Мой отец вступил в партию на фронте, и когда меня спрашивали: «А что это ты — начальник цеха, а не в партии?» — то я отвечал, что вступлю в нее сразу же, как начнется война. Но на моем веку войны в СССР не было, и не было ее именно благодаря моему отцу-коммунисту. Вот он — действительно коммунист, и это еще повод написать о нем.
Вы скажете — а при чем здесь коммунист? Ведь то, что я описал — это чисто гражданские и человеческие свойства. Притом, что в том году и в том месте, когда и где отец вступал в партию, — а он подал заявление осенью 1942 г. под Сталинградом, — мразь в партию не вступала. Эта мразь вступала в КПСС в основном после войны. Вступала в большом количестве не для работы на благо Родине, а для того, чтобы коричневой вошью впиться в ее тело. И эта вошь тут же отреклась от коммунизма, кактолько появилась возможность еще больше пососать с нашей Родины, как только прошла угроза сталинского дуста.
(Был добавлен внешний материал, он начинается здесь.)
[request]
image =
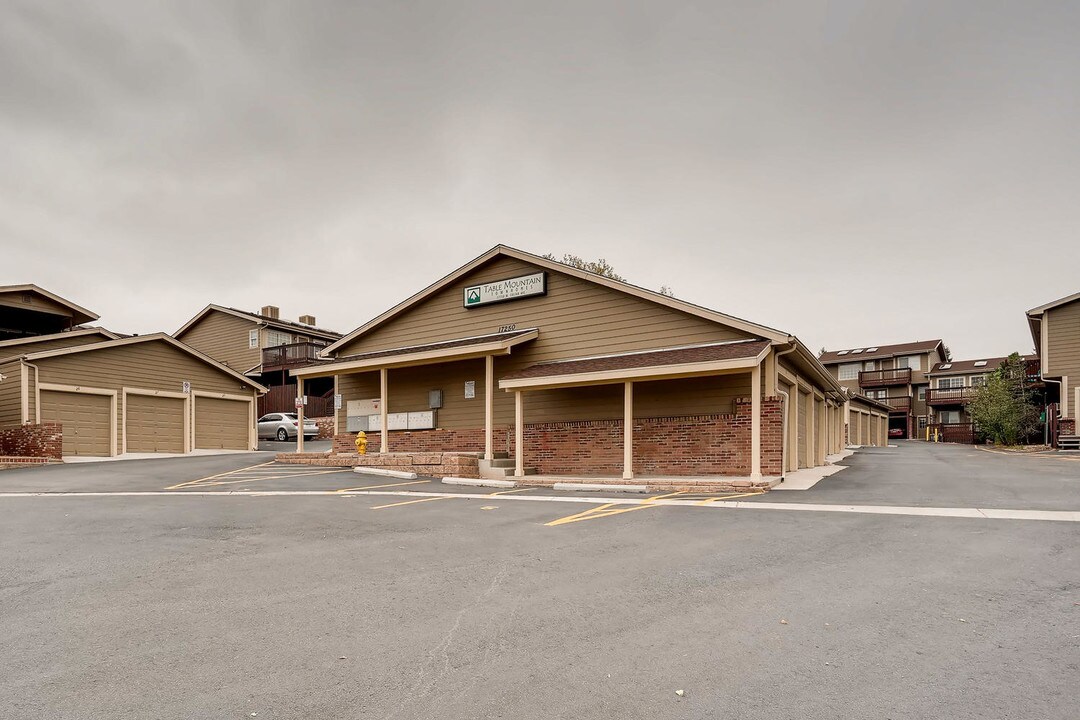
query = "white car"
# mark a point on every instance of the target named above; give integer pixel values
(282, 426)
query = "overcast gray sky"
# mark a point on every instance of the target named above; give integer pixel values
(850, 172)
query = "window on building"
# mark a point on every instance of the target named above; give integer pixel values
(909, 362)
(849, 371)
(275, 338)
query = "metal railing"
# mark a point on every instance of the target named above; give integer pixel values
(297, 353)
(949, 395)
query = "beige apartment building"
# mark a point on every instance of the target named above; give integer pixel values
(68, 390)
(1055, 330)
(894, 375)
(537, 366)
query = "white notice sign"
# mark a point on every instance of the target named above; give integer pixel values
(512, 288)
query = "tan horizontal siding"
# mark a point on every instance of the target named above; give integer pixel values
(408, 390)
(224, 337)
(11, 396)
(153, 365)
(29, 300)
(1063, 342)
(576, 318)
(52, 343)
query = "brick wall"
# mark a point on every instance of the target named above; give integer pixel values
(32, 440)
(698, 445)
(325, 428)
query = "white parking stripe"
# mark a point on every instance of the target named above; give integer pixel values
(969, 513)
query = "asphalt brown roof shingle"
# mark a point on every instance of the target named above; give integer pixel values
(879, 351)
(741, 350)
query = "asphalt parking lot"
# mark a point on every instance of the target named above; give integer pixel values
(233, 593)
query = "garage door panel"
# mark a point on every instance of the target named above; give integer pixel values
(154, 423)
(85, 419)
(221, 424)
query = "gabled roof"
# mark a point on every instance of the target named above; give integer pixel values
(504, 250)
(969, 367)
(262, 320)
(135, 340)
(639, 364)
(80, 331)
(79, 314)
(495, 343)
(873, 352)
(1055, 303)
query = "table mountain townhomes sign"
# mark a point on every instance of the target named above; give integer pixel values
(501, 290)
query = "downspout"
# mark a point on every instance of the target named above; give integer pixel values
(783, 420)
(37, 405)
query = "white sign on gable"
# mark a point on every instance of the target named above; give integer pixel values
(500, 290)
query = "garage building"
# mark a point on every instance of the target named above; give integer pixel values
(121, 395)
(541, 367)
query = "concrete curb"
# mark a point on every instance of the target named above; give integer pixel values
(599, 487)
(385, 473)
(478, 484)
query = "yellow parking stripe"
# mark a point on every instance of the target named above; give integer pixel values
(709, 501)
(211, 477)
(409, 502)
(374, 487)
(603, 511)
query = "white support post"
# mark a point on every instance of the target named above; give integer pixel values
(755, 423)
(518, 434)
(628, 432)
(299, 416)
(383, 421)
(488, 406)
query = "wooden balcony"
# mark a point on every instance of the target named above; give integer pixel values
(948, 395)
(292, 355)
(885, 378)
(898, 404)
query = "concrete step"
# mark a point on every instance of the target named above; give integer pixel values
(500, 471)
(1068, 443)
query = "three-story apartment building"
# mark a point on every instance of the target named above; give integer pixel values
(264, 347)
(1055, 329)
(894, 375)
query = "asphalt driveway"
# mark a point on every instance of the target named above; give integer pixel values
(944, 475)
(394, 603)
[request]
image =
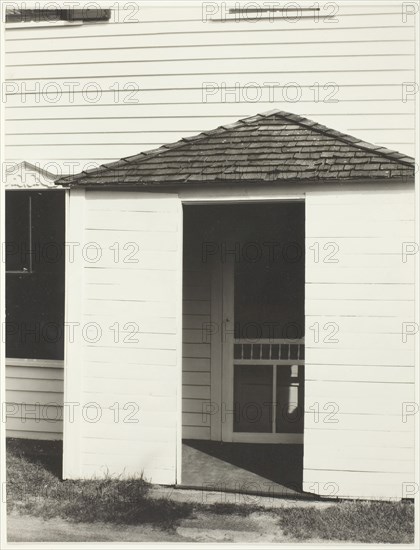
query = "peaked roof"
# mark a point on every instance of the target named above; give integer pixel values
(270, 147)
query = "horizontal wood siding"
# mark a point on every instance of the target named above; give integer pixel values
(34, 398)
(196, 350)
(129, 368)
(359, 371)
(162, 73)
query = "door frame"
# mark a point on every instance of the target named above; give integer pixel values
(227, 371)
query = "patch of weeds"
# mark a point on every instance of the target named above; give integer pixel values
(357, 521)
(34, 489)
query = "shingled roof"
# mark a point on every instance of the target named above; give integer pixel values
(270, 147)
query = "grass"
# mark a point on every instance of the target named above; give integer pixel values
(358, 521)
(34, 487)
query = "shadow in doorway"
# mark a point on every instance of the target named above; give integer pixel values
(243, 467)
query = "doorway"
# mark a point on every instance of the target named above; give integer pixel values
(243, 347)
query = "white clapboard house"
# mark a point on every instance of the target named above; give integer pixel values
(253, 283)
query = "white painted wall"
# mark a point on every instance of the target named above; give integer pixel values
(142, 371)
(359, 372)
(362, 56)
(34, 398)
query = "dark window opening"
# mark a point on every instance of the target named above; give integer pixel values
(35, 259)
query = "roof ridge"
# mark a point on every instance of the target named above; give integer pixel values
(151, 153)
(138, 158)
(346, 138)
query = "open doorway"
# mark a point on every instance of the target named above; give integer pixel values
(243, 345)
Торжественно сожгла перед телекамерами партийные билеты и стала называть моего отца и его товарищей красно-коричневыми.
Им ли привыкать? Та фашистская сволочь, что грабила Родину в 1941–1945 гг., называла его и его товарищей просто большевиками, а та фашистская сволочь, что грабит Родину сейчас — красно-коричневыми. Но ведь они были и остались одними и теми же, значит, и сволочь по сути своей та же. И это действительно так.
В 4 часа утра 22 июня 1941 г. посол фашистской Германии Шуленбург вручил Молотову ноту о начале войны. Она заканчивалась словами:«…Ненависть большевистской Москвы к национал-социализму оказалась сильнее политического разума. Большевизм — смертельный враг национал-социализма. Большевистская Москва готова нанести удар в спину национал-социалистической Германии, ведущей борьбу за существование.
Правительство Германии не может безучастно относиться к серьезной угрозе на восточной границе.
Поэтому фюрер отдал приказ германским вооруженным силам всеми силами и средствами отвести эту угрозу Немецкий народ осознает, что в предстоящей борьбе он призван не только защищать Родину, но и спасти мировую цивилизацию от смертельной опасности большевизма и расчистить дорогу к подлинному расцвету в Европе. (Берлин 21 июня 1941 г.)»
Кто мог подумать, что через 50 лет опять появятся спасители «мировой цивилизации от смертельной опасности большевизма»? Которые будут бить большевиков дубинками, расстреливать их из танков, и не просто так, а исключительно для того, чтобы «расчистить дорогу к подлинному расцвету в Европе».
Ладно. Есть мой отец-коммунист, есть его товарищи и есть фашистская сволочь. С ними все ясно.
Ну а мы, те, кто в 1993 г. в Москве на соседних улицах жевали сникерсы, когда фашистская сволочь избивала и убивала большевиков, мы-то кто?